The Nintendo eShop is accessed via the orange shopping bag icon on your 2DS/3DS device’s home screen. The device will need to be connected to the Internet, and may need a system update to enable the eShop. You also need to have a Nintendo network ID set up, and will need to accept the network related terms and privacy policies.
The demos can be found in two different ways. First of all, sometimes when browsing or searching the shop you will see items clearly identified as a demo. Or when looking at a full game you might see a “download demo” button on the screen, which indicates a free demo is available.

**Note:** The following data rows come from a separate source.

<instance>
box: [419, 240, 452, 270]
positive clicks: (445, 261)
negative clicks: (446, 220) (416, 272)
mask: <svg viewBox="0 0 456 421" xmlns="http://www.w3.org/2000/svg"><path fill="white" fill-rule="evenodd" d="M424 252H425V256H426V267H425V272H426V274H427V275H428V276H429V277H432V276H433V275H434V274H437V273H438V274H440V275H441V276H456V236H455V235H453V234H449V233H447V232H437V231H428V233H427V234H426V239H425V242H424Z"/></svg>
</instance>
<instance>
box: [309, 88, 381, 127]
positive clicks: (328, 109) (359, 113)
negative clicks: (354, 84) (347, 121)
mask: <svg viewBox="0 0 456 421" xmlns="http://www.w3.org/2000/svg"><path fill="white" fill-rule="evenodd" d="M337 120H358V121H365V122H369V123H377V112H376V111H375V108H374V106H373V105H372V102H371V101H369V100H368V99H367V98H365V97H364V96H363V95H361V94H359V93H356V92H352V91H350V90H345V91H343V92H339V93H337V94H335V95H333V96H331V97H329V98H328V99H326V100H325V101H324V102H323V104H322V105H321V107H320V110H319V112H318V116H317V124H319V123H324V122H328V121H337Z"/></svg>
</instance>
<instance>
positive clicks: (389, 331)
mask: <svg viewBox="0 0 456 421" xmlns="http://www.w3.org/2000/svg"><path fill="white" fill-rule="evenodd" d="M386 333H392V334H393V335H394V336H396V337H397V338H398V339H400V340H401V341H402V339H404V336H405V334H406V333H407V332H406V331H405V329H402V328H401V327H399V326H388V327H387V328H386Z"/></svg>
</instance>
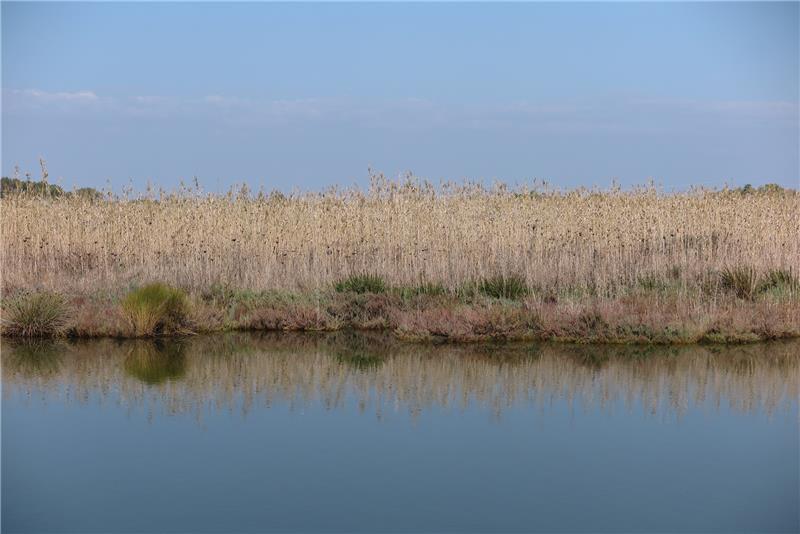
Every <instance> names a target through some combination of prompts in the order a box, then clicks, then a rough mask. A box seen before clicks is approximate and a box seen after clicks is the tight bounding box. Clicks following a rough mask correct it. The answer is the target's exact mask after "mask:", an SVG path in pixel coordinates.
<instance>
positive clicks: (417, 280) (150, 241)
mask: <svg viewBox="0 0 800 534" xmlns="http://www.w3.org/2000/svg"><path fill="white" fill-rule="evenodd" d="M29 189H30V188H29ZM2 208H3V249H4V254H3V258H2V283H3V325H4V326H3V329H4V333H5V334H8V335H58V334H67V335H72V336H89V337H92V336H104V335H110V336H122V337H129V336H148V335H161V334H171V333H185V332H205V331H217V330H230V329H263V330H336V329H341V328H360V329H390V330H392V331H394V332H395V333H396V334H397V335H398V336H400V337H402V338H405V339H418V340H424V339H428V340H452V341H470V340H479V339H487V338H492V339H560V340H582V341H606V342H658V343H671V342H692V341H753V340H758V339H771V338H779V337H792V336H797V335H798V334H800V282H798V280H800V278H799V275H800V195H798V194H797V192H796V191H793V190H786V189H781V188H778V187H765V188H760V189H755V188H746V189H740V190H719V191H708V190H699V189H698V190H693V191H690V192H685V193H664V192H662V191H659V190H657V189H655V188H653V187H646V188H637V189H632V190H621V189H618V188H617V189H611V190H606V191H599V190H586V189H583V190H575V191H566V192H564V191H553V190H535V191H533V190H526V189H510V188H507V187H505V186H495V187H492V188H486V187H483V186H481V185H478V184H466V185H454V184H442V185H440V186H438V187H434V186H433V185H432V184H430V183H427V182H424V181H420V180H414V179H409V180H403V181H397V182H393V181H387V180H385V179H383V178H382V177H381V176H374V177H373V180H372V185H371V187H370V188H369V190H367V191H361V190H335V189H334V190H330V191H326V192H323V193H304V194H292V195H284V194H280V193H271V194H264V193H259V194H253V193H252V192H250V191H247V190H246V189H245V190H241V191H231V192H230V193H229V194H227V195H213V194H205V193H203V192H202V191H201V190H200V189H199V188H195V189H183V190H181V191H179V192H176V193H165V192H159V193H154V192H148V193H147V194H144V195H141V196H131V195H127V196H125V195H123V196H113V195H105V196H102V195H100V196H87V195H56V196H53V195H44V194H40V193H39V194H34V193H31V192H30V191H29V190H27V189H26V190H20V191H16V192H14V193H8V194H4V196H3V198H2ZM43 295H50V296H43ZM56 303H61V304H58V305H56ZM43 304H44V305H45V307H49V309H50V311H51V312H52V313H49V314H47V320H44V321H38V322H37V321H35V320H33V318H32V317H33V316H32V315H31V313H26V310H28V311H31V310H43ZM34 315H35V314H34Z"/></svg>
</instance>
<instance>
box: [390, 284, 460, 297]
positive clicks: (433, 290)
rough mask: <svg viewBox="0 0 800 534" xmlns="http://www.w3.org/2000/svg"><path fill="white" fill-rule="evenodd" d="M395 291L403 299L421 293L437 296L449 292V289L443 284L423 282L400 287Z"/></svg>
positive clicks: (418, 295)
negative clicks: (411, 285)
mask: <svg viewBox="0 0 800 534" xmlns="http://www.w3.org/2000/svg"><path fill="white" fill-rule="evenodd" d="M395 291H396V293H397V294H398V295H399V296H400V298H402V299H409V298H412V297H417V296H419V295H429V296H432V297H437V296H440V295H445V294H447V289H446V288H445V287H444V286H443V285H442V284H439V283H433V282H423V283H421V284H420V285H418V286H411V287H399V288H397V289H395Z"/></svg>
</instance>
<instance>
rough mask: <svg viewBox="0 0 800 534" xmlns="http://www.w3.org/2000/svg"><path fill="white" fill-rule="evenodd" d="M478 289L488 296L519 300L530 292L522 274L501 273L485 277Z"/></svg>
mask: <svg viewBox="0 0 800 534" xmlns="http://www.w3.org/2000/svg"><path fill="white" fill-rule="evenodd" d="M478 291H479V292H481V293H483V294H484V295H486V296H487V297H493V298H497V299H508V300H519V299H521V298H522V297H524V296H526V295H528V293H529V292H530V291H529V289H528V286H527V285H526V284H525V279H524V278H522V277H521V276H514V275H500V276H493V277H491V278H484V279H483V280H481V281H480V283H479V284H478Z"/></svg>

Once the demo has downloaded you will notice that it shows you there are a limited number of plays available. Many of the demos come with 30 plays, but some games have fewer (Nintendogs + cats comes with just 10, for example). Each time you launch the demo it will confirm via a popup how many plays are left.
The number of uses is only decreased once the software is closed, so you can continue playing the demo as long as you like, even through putting the device into sleep mode without losing any plays. So there is quite a lot of playtime available with these demos if you’re prepared to play them exclusively for a while!

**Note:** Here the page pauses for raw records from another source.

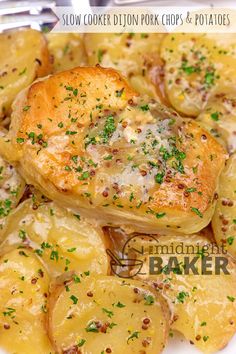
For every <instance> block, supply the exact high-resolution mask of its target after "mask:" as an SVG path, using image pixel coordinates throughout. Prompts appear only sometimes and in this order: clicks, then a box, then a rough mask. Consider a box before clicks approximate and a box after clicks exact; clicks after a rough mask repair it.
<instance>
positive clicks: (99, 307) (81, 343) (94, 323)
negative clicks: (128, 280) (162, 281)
mask: <svg viewBox="0 0 236 354" xmlns="http://www.w3.org/2000/svg"><path fill="white" fill-rule="evenodd" d="M48 315H49V333H50V338H51V340H52V343H53V344H54V346H55V349H56V352H57V353H127V354H129V353H153V354H154V353H155V354H157V353H160V352H161V351H162V349H163V348H164V346H165V341H166V334H167V329H168V325H167V321H166V316H165V314H164V313H163V307H162V305H161V303H160V302H159V301H158V299H157V298H156V297H155V295H154V293H153V291H152V290H150V289H149V288H148V287H147V286H146V285H144V284H143V283H141V282H139V281H134V280H129V281H128V282H125V281H124V280H122V279H119V278H115V277H109V276H97V277H94V278H93V277H90V276H88V277H86V276H84V277H83V278H79V280H77V279H76V281H73V282H71V283H70V284H68V283H67V285H66V287H65V286H61V287H59V288H58V289H56V290H55V292H54V293H52V294H51V298H50V306H49V314H48ZM76 350H77V351H76Z"/></svg>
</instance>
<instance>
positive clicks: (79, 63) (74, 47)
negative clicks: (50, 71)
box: [47, 33, 87, 72]
mask: <svg viewBox="0 0 236 354" xmlns="http://www.w3.org/2000/svg"><path fill="white" fill-rule="evenodd" d="M47 39H48V49H49V53H50V54H51V56H52V57H53V72H58V71H63V70H69V69H72V68H74V67H76V66H84V65H86V63H87V56H86V52H85V48H84V43H83V37H82V35H81V34H78V33H49V34H47Z"/></svg>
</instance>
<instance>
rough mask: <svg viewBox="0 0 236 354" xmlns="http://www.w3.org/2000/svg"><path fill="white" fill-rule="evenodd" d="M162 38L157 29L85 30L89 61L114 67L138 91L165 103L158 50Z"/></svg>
mask: <svg viewBox="0 0 236 354" xmlns="http://www.w3.org/2000/svg"><path fill="white" fill-rule="evenodd" d="M162 38H163V34H160V33H148V34H145V33H129V34H127V33H123V34H119V33H89V34H86V35H85V48H86V51H87V54H88V62H89V65H96V64H100V65H102V66H104V67H112V68H114V69H117V70H119V71H120V72H121V73H122V74H123V75H124V76H126V77H127V78H128V80H129V82H130V84H131V86H132V87H133V88H134V89H135V90H136V91H137V92H139V93H141V94H147V95H149V96H150V97H153V98H156V99H159V100H161V101H164V103H166V99H165V96H164V87H163V83H162V76H161V75H162V65H163V63H162V61H161V60H160V54H159V50H160V43H161V40H162Z"/></svg>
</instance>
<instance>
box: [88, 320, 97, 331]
mask: <svg viewBox="0 0 236 354" xmlns="http://www.w3.org/2000/svg"><path fill="white" fill-rule="evenodd" d="M85 330H86V332H95V333H98V328H97V325H96V323H95V322H94V321H92V322H90V323H89V324H88V325H87V327H86V328H85Z"/></svg>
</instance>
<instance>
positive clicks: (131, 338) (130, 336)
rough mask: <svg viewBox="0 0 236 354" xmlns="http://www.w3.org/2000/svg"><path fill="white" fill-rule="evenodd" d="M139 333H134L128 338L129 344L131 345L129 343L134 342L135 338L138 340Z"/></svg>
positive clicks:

Once the number of plays reaches 0, you’ll receive a message to confirm, which also gives the option to go to the eStore and find out more about the full version of the game. If you choose to not do that you will then be given the option to delete the demo from your system. So be warned that encouraging your kids to try out new games in this way might lead to an increased number of requests to purchase the full versions for them!
If you’d like some ideas of demos to choose from then Nintendo have two YouTube playlists that you’ll find useful, where you can check out a selection of free demos or free-to-start games. More information about these demos and free-to-start games can be found over on the Nintendo website.
Disclosure: I am a Nintendo UK Family Blogger, and as such they send me press releases that they think might be of interest to my audience. I am under no obligation to write about any of them, and I don’t receive payment for writing about them. I just write about the stuff that interests me.